NanoChat D34 SFT

A fine-tuned version of karpathy/nanochat-d34 with mid-training and supervised fine-tuning (SFT) for chat capabilities.

Model Details

  • Base Model: karpathy/nanochat-d34 (2.2B parameters)
  • Training Pipeline: Base โ†’ Mid-Training โ†’ SFT
  • Hardware: Lambda Labs H100 80GB
  • Training Time: 6 hours total (5.5h mid-training + ~30min SFT)

Training Details

Mid-Training

  • Steps: 813
  • Final validation BPB: 0.3282
  • Batch size: 4 (reduced from default 32 to fit single H100)

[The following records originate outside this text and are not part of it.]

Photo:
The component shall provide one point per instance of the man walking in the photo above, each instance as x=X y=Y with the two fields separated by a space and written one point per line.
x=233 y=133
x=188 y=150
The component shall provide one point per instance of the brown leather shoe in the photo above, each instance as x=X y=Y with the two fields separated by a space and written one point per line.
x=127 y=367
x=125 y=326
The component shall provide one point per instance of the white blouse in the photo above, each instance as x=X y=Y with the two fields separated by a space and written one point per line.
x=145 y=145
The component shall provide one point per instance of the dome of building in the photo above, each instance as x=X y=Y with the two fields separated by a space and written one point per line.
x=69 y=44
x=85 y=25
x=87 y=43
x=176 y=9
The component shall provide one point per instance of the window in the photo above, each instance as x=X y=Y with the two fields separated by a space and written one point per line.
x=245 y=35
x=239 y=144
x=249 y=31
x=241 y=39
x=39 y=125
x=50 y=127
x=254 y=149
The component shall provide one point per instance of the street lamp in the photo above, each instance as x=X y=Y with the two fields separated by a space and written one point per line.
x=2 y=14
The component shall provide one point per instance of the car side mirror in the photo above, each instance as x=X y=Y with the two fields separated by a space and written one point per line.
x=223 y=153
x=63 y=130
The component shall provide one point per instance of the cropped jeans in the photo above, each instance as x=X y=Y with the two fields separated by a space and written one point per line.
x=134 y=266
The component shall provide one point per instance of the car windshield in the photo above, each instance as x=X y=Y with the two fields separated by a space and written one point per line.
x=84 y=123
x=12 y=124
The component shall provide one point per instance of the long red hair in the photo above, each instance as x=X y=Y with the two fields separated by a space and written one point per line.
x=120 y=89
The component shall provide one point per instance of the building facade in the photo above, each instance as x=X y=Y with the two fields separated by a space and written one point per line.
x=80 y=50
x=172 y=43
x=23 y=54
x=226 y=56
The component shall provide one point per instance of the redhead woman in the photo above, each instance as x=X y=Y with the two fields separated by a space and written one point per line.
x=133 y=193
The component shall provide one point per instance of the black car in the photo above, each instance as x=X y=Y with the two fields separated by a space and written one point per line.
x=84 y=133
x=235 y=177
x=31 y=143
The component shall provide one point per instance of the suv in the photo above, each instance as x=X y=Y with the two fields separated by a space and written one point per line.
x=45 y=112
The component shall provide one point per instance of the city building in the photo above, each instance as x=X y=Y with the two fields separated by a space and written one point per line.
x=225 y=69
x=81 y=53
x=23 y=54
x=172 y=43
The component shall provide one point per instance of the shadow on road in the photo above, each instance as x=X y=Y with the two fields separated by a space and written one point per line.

SFT (Supervised Fine-Tuning)

  • Steps: 700
  • MMLU Accuracy: 42.6%
  • ARC-Easy Accuracy: 72.0%

Files

Tokenizer

File Description
tokenizer/token_bytes.pt Token byte mappings
tokenizer/tokenizer.pkl Pickled tokenizer object

Checkpoints

Checkpoint Step MMLU ARC-Easy Description
model_000719.pt 719 42.0% 73.9% Best ARC-Easy performance
model_000700.pt 700 42.6% 72.0% Best MMLU performance
full_custom_model_000055.pt 55 42.4% 70.5% Full dataset + custom data
custom_only_model_000033.pt 33 41.8% 71.2% Custom data only
mid_model_000813.pt 813 - - Mid-training checkpoint (BPB: 0.328)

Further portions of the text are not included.